Why I Walked 1 Million Steps In 31 Days
It is hard to escape negativity, since it might be lurking in places where you never expect it (like sugar, surprise!). It could be tucked away in your social media feeds, your conversations and even through people you may think are your friends.
Mine was deep set, engrained within my mind for many years, having been passed down from those close to me. In the normal cycle we experience of sleeping and waking I stepped upon a change, one that I was not expecting.
Peeking from under the covers that particular morning at the end of April, I spotted a familiar sight. The wavy blinds, stubby chest of drawers, grand mirror and tall wardrobe were all still there, witnessing my undoing that I choose to unleash upon myself on a daily basis.
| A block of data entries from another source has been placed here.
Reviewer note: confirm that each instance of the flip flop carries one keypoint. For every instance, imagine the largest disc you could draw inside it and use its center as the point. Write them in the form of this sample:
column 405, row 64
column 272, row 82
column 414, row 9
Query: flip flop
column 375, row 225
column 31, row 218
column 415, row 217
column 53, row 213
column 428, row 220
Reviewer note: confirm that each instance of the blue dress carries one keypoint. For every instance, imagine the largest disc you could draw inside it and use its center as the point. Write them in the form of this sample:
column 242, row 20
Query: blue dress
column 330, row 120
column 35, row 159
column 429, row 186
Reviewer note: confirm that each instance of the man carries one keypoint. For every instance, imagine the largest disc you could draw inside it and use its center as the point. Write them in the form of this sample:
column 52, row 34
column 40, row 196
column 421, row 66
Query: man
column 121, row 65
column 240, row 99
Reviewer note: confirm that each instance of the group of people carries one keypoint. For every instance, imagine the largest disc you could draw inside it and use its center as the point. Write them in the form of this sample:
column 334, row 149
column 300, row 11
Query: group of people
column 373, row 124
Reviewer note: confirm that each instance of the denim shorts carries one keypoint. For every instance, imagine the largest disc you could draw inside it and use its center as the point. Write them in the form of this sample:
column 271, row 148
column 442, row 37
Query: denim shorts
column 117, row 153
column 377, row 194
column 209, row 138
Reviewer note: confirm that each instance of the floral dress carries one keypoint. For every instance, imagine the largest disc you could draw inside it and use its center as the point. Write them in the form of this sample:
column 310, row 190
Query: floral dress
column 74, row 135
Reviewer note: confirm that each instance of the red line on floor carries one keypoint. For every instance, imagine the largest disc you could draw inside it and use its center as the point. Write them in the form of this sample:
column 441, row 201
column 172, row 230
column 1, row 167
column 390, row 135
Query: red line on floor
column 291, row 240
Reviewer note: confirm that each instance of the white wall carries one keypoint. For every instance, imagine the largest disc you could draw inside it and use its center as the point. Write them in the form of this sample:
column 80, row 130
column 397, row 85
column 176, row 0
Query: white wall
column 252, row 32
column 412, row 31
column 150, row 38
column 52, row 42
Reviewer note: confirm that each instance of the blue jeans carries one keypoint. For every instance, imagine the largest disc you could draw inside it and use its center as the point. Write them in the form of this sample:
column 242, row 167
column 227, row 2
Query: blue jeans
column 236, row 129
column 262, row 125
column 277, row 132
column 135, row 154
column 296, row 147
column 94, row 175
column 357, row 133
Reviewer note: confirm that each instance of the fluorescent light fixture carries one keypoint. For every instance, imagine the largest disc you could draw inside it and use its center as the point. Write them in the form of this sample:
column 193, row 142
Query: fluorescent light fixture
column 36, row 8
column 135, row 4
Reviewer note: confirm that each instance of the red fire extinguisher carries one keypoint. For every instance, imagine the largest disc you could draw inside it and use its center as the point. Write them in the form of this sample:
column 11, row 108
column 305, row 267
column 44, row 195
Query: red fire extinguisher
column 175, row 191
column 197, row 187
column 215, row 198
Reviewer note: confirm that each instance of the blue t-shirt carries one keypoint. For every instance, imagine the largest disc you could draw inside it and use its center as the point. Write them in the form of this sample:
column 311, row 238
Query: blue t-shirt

Closing my eyes again was also a familiar sight, shutting out all of the positive light, but then letting in those negative thoughts and things that would glue me to the bed every morning. I spent over 6 months in such a state of mind.
I knew in hindsight, that I had chosen to give up on myself. Pure and simple, I had let go to my own detriment. In those 6 months I had:
- Started a new job, leaving those I grew to know over more than 2 years
- Went through a bereavement, unable to swallow and digest the pain from it
- Quit my new job, as I did not feel my inner voice was being heard
- Struggled to find another job, putting on weight and dragging my mood right down
- Eventually landed in a job, that ejected me after a month
Life and the bumpy road I had tumbled down chose to keep me in a state of numbness. I was unable to deal with my perceptions of others, and their expectations of me. And I just waited. Waiting, for that feeling to pass, strangely that feeling was always shrouded in hidden hope.
In the end, I had to be the change I was looking for. Today, I have a job, but trying to break the circle of negatively as each new day bought, morphing back straight back into night was tough. But, I got up one morning, consciously chose to pull my sneakers back on, that were gathering dust since the last time I had seen the insides of a gym months ago.
It was about 7am, the time that I would usually allocate to shaking myself awake, before hunching over breakfast and choosing to get on with ‘work’ that would never give me any fulfilment at all. Swapping that for a walk, was something quite radical for me at the time. It was choosing a new routine, to replace one thing with another — so that I would gain from the outcome in a positive, understandable way.
Over the month of May, I chose to push myself with this new way of thinking and doing. It became exciting to get up early, and go against the grain of everyone in their zombie state off to the bus stops, metro and rail stations. My free time being safe in bed (I get up at 6 every day, weekends included) with my sore mind moved instead to exploring parks, cyclists, people walking their dogs. My 1 hour walks became 2 hours, even three. Mentally I became much more awake, and my body started to follow in sync with it.
It transformed how I then reached into my mind for thoughts that would never could manifest themselves in the grey, four walls of my bedroom that had become a temple for tragic thinking.
Learning to actively protect and preserve my quality of mind, and detoxify myself from the negativity I was experiencing were the things that helped me taken step after step, each morning when my mind was still fresh as the clear, uninterrupted air.
Whether it was in rain or shine, the clearest and best thoughts about my life and what I wanted it to be, came out of those million steps. What did it teach me?
I learnt to:
- Get up early and engage, and choosing early starts as a way to help you experience better ways to develop a clearer mind and thought process
- Listen to nature, feel the leaves and trees and look into distances. I learnt to love what was always around me
- Do something with positive thoughts, do not choose to generate and quash them. Talk to someone about them, share them, write them down. Act on them. Just like I am doing now.
As for 1 million steps, it is just a measurement of how far I took my mind from negative thoughts. For every step, I generated something positive. And that is what I will continue to do. If you have a choice, make the right one.